= Ilyas Pasha =

Indian footballer (1964–2026)

Ilyas Pasha (1964 – 22 January 2026) was an Indian footballer who played for East Bengal FC and captained the team during 1993–94 season. He was a dependable right wing back and earned eight caps for the senior Indian team.

== Career ==
Pasha was from Karnataka. He made his debut for the India national team on 27 January 1987, against Bulgaria in the Nehru Cup at Kozhikode. His eight appearances for India include two Nehru Cup tournaments in 1987 and 1991, the 1991 SAF Games and the 1992 Asian Cup qualifiers.

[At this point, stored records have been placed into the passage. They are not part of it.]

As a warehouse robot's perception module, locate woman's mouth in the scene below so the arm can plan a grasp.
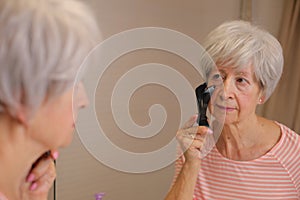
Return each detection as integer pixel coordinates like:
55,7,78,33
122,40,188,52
216,104,236,112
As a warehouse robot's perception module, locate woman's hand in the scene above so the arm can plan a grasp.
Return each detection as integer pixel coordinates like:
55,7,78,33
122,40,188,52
21,151,58,200
176,115,213,162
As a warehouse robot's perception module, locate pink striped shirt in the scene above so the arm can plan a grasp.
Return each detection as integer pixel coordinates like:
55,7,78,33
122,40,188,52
175,123,300,200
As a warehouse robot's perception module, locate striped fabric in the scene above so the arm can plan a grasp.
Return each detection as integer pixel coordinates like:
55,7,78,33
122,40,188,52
175,123,300,200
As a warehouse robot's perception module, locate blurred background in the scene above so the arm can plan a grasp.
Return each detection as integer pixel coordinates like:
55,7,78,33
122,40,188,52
51,0,300,200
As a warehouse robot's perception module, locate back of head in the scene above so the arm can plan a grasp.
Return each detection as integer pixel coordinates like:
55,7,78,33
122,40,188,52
204,21,283,100
0,0,100,116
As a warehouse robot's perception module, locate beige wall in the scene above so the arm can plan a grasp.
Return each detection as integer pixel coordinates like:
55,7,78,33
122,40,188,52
57,0,284,200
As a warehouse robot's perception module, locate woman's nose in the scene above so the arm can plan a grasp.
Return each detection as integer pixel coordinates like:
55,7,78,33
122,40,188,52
221,79,234,100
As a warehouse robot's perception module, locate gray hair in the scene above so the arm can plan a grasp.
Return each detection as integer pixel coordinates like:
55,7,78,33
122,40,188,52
203,21,283,101
0,0,100,116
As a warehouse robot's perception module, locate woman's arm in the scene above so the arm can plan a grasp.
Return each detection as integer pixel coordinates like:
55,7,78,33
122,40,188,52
165,115,212,200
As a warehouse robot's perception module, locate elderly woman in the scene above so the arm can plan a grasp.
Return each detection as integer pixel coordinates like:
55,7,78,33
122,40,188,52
0,0,99,200
166,21,300,200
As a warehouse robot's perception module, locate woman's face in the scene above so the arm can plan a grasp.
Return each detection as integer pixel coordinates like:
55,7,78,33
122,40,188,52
28,83,88,150
209,66,261,124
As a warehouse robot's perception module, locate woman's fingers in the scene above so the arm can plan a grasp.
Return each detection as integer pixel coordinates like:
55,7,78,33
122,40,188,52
182,114,198,129
29,158,56,194
176,115,213,160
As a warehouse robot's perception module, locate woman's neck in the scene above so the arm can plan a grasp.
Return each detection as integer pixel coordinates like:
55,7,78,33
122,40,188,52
0,115,43,199
217,115,280,161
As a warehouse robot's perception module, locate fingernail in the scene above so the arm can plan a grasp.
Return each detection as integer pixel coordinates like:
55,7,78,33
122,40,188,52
52,151,59,160
29,183,37,191
207,128,214,135
27,174,35,182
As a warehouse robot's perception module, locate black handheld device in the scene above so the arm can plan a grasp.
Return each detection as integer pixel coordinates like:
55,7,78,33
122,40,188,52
195,83,215,127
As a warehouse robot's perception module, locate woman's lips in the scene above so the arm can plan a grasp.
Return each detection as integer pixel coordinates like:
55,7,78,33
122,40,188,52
216,104,236,112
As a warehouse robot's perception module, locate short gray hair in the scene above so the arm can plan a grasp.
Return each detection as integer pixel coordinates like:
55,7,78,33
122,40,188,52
203,20,283,101
0,0,100,116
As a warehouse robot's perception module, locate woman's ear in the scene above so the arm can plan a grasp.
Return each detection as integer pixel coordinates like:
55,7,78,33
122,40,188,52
258,95,265,104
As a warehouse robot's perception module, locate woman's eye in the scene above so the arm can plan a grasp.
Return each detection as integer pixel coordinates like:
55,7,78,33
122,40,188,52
236,78,248,83
212,74,222,80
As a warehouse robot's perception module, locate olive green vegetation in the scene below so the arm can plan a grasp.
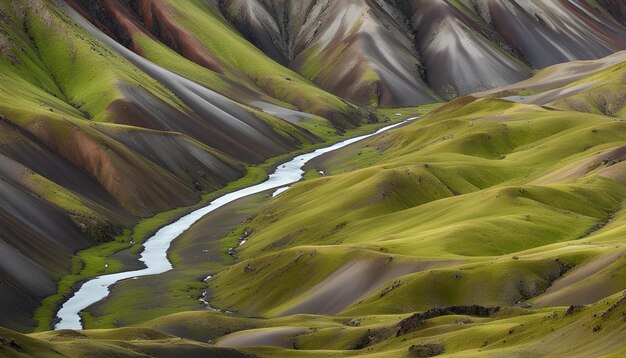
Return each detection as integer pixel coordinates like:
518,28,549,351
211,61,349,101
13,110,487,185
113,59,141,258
123,1,366,126
42,93,626,356
204,98,626,316
34,111,406,332
550,62,626,118
7,292,626,357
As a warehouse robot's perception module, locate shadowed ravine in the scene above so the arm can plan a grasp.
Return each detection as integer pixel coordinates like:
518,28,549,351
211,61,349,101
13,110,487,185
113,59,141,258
54,117,416,329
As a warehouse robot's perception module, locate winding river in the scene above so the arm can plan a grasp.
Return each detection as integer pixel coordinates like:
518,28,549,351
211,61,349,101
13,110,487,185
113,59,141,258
54,117,415,329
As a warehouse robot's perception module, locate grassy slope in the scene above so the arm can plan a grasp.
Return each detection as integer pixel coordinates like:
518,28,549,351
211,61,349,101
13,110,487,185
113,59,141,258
68,113,414,329
6,292,626,357
0,0,388,329
201,99,626,315
116,1,366,131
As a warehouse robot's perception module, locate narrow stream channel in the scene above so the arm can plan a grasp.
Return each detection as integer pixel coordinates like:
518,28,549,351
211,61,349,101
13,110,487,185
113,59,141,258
54,117,415,329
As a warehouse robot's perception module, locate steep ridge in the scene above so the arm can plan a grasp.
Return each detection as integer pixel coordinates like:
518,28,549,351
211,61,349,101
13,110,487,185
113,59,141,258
0,0,368,330
201,59,626,317
220,0,626,106
476,51,626,117
404,0,530,99
67,0,367,129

He began with a local Bengaluru outfit, Vinayaka Football Club in Vyalikaval and earned a spot in the Indian Telephone Industries team in the mid-1980s that helped him rise to the national stage. He played for Karnataka in the Santosh Trophy tournament from 1987. He played for his home state, Karnataka, at Kolkata in 1987, Quilon (now Kollam) in 1988, and Guwahati in 1989. Later, he earned two Santosh Trophy titles with Bengal in 1993 and 1995. In 1989, he played for Mohammedan Sporting club team which won the Sait Nagjee Trophy and the Nizam Gold Cup. Later, he moved to East Bengal, for whom he played for a long time. He captained the red and gold brigade in the 1993–94 season under coach Subhash Bhowmick.

He was part of the East Bengal team which won the Calcutta Football League five times in 1991, 1993, 1995, 1996, 1998 and the IFA Shield, also five times in 1990, 1991, 1994, 1995, 1997. He also won four Durand Cup titles with East Bengal in 1990, 1991, 1993, 1995.

East Bengal won a triple crown in 1990 and he was the skipper of their first international title at the Wai Wai Cup in 1993. He also led East Bengal in their 6–2 win against Iraq's Al-Zawraa in the 1993–94 Asian Cup Winners' Cup.

== Death ==
After a prolonged illness, Pasha succumbed to cancer on 22 January 2026, at the age of 61. He was survived by his wife, two daughters and two sons. His death was condoled by the All India Football Federation and the Bangalore District Football Association.

== Awards ==
- In 2012, Pasha received a Lifetime Achievement Award from East Bengal.